My late mother had a rather odd ambition in life - she wanted to call for something. She used to read the newspapers and wonder aloud just how it was that public figures could "call for..." something or other. She always fancied having a go herself. You know the sort of thing, I'm sure - "today the Archbishop of Canterbury called for...a ban on green bin bags," or whatever. Sadly , so far as I am aware, my mother never quite fulfilled her ambition. I hope to do a little better.
Last week, the Chair of the Family Bar Council, Nick Cusworth QC, called for reform to divorce law. You can read about it here:
Nick Cusworth QC
Well today, Austin Kemp echoes his call for wide ranging modernisation of the Matrimonial Causes Act 1973 to give divorcing parties more certainty about what they can expect in terms of financial orders.
Perfect justice? Perfect confusion!
There are certain legal terms I deeply distrust. The court's inherent jurisdiction - "I don't know of any authority which specifies that a court can do this but I want this order anyway." A general equitable remedy - much the same as inherent jurisdiction actually. A broad discretion - "I can order pretty much what I want and don't have to explain why."
It's that last which I have the greatest problem with. The judges in the High Court and Court of Appeal seem to love their broad discretion, conferred by the Matrimonial Causes Act, but it makes the issue of how to advise divorcing couples pure misery at times. What is a party entitled to as their share of the matrimonial assets? Whatever is fair. And what is fair? What the judge on the day thinks is fair. Well that's a great help, that is.
The right to know what the law prescribes
The philosophy of criminal law is quite instructive here. The purpose of criminal law is not to punish offenders. It is to prevent certain unacceptable behaviours from happening in the first place. So it is of paramount importance that the law should be so clear and unambiguous that anyone can reasonably be expected to understand what it is that they should not be doing.
I don't see why the same shouldn't apply elsewhere. If the law is uncertain or unclear - and when it comes to finance in divorce, it's all of that - it seems almost to demand that only a judge can decide on what terms a couple separates. In my view, however, the courts should be the destination of last resort.
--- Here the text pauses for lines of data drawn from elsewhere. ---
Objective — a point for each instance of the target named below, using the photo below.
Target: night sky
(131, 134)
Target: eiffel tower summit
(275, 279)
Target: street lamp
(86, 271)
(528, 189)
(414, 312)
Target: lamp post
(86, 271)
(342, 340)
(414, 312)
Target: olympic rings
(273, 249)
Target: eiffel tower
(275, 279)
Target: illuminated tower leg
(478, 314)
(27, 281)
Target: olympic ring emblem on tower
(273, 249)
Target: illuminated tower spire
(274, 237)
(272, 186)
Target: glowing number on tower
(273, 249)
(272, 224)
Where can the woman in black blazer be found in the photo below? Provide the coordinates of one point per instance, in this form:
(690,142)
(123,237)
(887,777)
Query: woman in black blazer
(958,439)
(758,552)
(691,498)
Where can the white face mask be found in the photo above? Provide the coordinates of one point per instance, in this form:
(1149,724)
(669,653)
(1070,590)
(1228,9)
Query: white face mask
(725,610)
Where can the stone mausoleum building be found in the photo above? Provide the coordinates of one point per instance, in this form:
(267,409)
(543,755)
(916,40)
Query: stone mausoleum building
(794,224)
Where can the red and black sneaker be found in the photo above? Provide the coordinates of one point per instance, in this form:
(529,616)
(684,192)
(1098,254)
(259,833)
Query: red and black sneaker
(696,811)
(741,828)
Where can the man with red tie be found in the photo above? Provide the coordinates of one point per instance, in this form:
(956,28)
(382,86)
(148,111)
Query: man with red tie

To make court hearings unnecessary, it is vital that the present regime is radically reformed to give the clearest possible guidelines and rules to enable parties, with the aid of lawyers if necessary, to work out what each of them should have and what each of them should pay.
Yes, there will be some cases in which one or other of the parties can legitimately feel hard done by. But there is an old saying, "hard cases make bad law", and it happens to be true.
Community of Property
Nick Cusworth is promoting a law of community of property. This exists elsewhere in Europe - quite widely actually. What is says, broadly speaking, is that property I had before I was married belongs to me alone. Property I acquire through my efforts during the marriage is joint. Property I acquire after the marriage is over belongs to me alone. Property inherited by me during the marriage is mine.
Subject to one or two amendments, I think this is perfectly fair and should become the way we do divorce in England and Wales too. So what are the critical amendments?
Well, firstly, my park bench principle should never be infringed. If the outcome would leave one party living on a park bench where the other one has surplus resources, that's fundamentally unjust. So there will have to be a power of the court to make additional provision for one party based on need alone. Not fairness, not needs generously assessed, because we know where they lead. Just need.
The second departure is justified by what is referred to as the compensation basis. Some spouses give up lucrative careers in order to bring up their families. They allow the other spouse to prioritise their careers instead. In clear cut cases of this nature, and I emphasise the clear cut aspect, there can be justice in one party being required to continue to pay the other as compensation for losing the chance of that high earning career.
Apart from that, I don't see any inherent unfairness in a community of property regime and I see plenty to complain about in the system we have operated in England and Wales for the last forty years. Change is long overdue.